Oil Prices Jump Over 2% As Analysts Sense A Market "Paradigm Shift"

by Ship & Bunker News Team
Monday February 8, 2021

In a repeat of last week's trading performance, oil prices on Monday enjoyed another round of substantial gains due to increasingly favourable market conditions as the Covid vaccines take hold and expectations that the $1.9 trillion U.S. pandemic aid package will be passed this month.

Brent rose $1.22, or 2.1 percent, to settle at $60.56 per barrel, while West Texas Intermediate rose $1.12, or 2 percent, to settle at $57.97 per barrel.

Phil Flynn, senior market analyst at Price Futures Group Inc., remarked, “There seems to be a paradigm shift in the market....a sense that the glut of oil supply is disappearing more rapidly than anybody thought possible.”

Indeed, on Monday the six-month Brent spread hit a high of $2.54, its widest since January of last year, and a signal of demand for current supply.

Paola Rodriguez Masiu, vice president for oil markets at Rystad Energy, said, "Managing to breach $60 again feels like the market is finally resurfacing after the long struggle......it offers a feeling of normality again.”

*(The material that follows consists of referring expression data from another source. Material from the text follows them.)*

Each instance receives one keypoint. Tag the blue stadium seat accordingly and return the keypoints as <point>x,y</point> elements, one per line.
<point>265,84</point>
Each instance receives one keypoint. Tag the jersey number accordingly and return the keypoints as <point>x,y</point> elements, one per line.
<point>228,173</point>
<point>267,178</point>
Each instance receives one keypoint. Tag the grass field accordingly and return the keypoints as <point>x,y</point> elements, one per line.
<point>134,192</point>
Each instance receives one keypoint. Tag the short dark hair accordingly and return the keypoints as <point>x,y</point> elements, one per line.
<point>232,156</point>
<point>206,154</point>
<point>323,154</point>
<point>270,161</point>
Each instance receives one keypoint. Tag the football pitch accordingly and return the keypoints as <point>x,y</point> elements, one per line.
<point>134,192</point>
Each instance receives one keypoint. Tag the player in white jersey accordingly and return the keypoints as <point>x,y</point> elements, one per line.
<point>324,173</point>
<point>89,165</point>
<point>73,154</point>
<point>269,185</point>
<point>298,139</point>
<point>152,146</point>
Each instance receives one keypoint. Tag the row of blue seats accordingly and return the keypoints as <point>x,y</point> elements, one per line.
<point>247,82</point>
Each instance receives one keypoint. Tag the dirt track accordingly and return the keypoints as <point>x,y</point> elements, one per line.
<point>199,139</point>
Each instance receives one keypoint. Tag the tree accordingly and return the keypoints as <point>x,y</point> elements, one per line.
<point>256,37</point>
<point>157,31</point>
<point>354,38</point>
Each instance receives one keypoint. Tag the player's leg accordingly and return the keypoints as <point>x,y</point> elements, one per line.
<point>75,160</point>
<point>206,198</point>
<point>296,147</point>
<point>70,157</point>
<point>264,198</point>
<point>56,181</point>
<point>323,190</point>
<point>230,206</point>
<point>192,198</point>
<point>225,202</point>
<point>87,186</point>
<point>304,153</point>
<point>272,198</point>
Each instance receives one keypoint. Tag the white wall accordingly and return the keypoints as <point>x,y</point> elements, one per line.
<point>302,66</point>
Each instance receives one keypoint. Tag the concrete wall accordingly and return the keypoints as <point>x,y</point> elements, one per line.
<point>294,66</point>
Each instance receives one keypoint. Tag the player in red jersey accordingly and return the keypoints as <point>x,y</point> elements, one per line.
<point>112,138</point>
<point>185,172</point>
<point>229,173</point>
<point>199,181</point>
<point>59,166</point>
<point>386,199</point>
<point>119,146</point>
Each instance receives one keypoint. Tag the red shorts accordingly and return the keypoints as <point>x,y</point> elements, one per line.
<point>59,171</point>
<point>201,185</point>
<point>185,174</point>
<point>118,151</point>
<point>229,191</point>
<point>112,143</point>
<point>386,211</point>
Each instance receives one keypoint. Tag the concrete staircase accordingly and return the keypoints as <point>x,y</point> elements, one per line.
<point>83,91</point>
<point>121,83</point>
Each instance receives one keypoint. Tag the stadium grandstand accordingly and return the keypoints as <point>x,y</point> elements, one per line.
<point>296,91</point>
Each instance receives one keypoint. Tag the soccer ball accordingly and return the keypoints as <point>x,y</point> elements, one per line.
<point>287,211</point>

David D. Tawil, interim CEO of Centaurus Energy, pointed out that Brent and WTI have risen 59 percent and 54 percent respectively since early November when news of successful vaccines emerged, and he theorized that “By the summer, the vaccine should be widely provided and just in time for summer travel and I think things are going to go gangbusters.”

Tawil predicted prices of $70 to $80 per barrel for Brent by the end of 2021, and he added that “We are going to see some incredible oil prices over the next couple of years, incredibly hot.”

Amrita Sen, chief oil analyst at Energy Aspects, went a step further: she said "very easy monetary policy" could impact her firm's call for oil above $80 in 2022: "Maybe that is $100 now given how much liquidity there is in the system."

As for 2021, Sen said "the second half of the year looks much, much healthier in terms of demand."

That sentiment was echoed by Ed Morse, head of commodities research at Citigroup Inc.: "The recovery is proceeding at a faster rate than people perceived; the demand recovery is going to look stellar.

"The inventory draw is significantly greater than what many people thought."

Elsewhere on Monday, the mood was upbeat in Asia with all major indexes clocking gains, and eurostoxx futures and Germany’s DAX rose 0.7 percent each, while London’s FTSE futures added 0.6 percent - all predicated on the conviction that the Covid vaccines will bring about an economic revival more quickly than originally thought (for the record, in the U.S. alone new cases dropped below 100,000 for the first time since November).